El éxito de la familia San Román, por cierto, tiene número: 107 millones de dólares en contratos del gobierno de Peña en el Edomex y 40 más de contratos federales. La empresa, por cierto, nunca había ganado antes de 2012 un contrato federal. Todo esto según el Wall Street Journal. 

La reacción de Sánchez parece indicar que en Los Pinos aún no tienen claro el tamaño del problema en el que están metidos. No parecen haber medido la magnitud de la indignación, del azoro frente a lo que ha venido sucediendo desde aquella mañana en que se conoció el lío de la Casa Blanca.

Uno, dos, tres. De la casa de su mujer, a la casa de su secretario de Hacienda a su casa de Ixtapan de la Sal. Cada vez el Presidente y su vocero han dado la misma respuesta: no hay conflicto de interés, no hay nada ilegal. Todo bien, nos dicen. Y a otra cosa. Y la otra cosa es otra casa y otro golpe a la credibilidad del gobierno y a su habilidad para gobernar, convencer, comunicar, implementar.

No creo que existan demasiadas salidas hoy. Creo que el problema de la corrupción y el conflicto de interés, la manera en que se gastan y asignan los dineros públicos debe ser primordial en la agenda pública y solo así el gobierno de Enrique Peña Nieto podrá caminar durante los próximos cuatro años sin tener que esconderse o estar dando todo el tiempo explicaciones.

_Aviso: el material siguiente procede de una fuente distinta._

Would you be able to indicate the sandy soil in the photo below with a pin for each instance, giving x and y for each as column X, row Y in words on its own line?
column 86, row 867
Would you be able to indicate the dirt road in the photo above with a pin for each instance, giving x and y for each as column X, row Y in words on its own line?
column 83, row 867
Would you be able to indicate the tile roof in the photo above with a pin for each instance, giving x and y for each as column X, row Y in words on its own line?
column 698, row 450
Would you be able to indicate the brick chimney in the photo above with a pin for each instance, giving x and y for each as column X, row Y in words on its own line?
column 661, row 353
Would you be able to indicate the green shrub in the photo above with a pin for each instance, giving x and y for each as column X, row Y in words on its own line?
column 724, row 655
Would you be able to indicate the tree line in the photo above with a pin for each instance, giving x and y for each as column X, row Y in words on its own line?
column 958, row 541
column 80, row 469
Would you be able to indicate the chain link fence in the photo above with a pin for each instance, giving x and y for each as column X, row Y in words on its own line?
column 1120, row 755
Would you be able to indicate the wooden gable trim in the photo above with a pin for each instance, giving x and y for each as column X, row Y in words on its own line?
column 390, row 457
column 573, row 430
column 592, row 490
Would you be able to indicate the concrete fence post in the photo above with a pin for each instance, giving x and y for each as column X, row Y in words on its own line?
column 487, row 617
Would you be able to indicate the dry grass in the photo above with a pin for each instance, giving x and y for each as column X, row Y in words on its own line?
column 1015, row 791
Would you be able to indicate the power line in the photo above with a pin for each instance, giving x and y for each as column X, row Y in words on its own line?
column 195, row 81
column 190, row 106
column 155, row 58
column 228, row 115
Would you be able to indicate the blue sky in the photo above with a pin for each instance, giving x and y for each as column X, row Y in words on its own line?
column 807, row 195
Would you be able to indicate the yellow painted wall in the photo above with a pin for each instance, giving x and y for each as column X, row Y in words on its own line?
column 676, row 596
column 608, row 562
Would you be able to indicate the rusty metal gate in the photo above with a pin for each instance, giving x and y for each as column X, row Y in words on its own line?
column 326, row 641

El sistema anticorrupción, no esa cosa rara que nació en diciembre, debe ser iniciativa preferente del Presidente. Y, por supuesto, una Comisión Especial que investigue cada una de las propiedades que han llegado a las primeras planas y otras.

Si no se toman medidas de emergencia hoy, viviremos esperando la nueva casa, el nuevo contratista, con un gobierno agazapado y receloso. Lejos, lejísimos, de aquel que se propuso transformar a México el 1 de diciembre de 2012.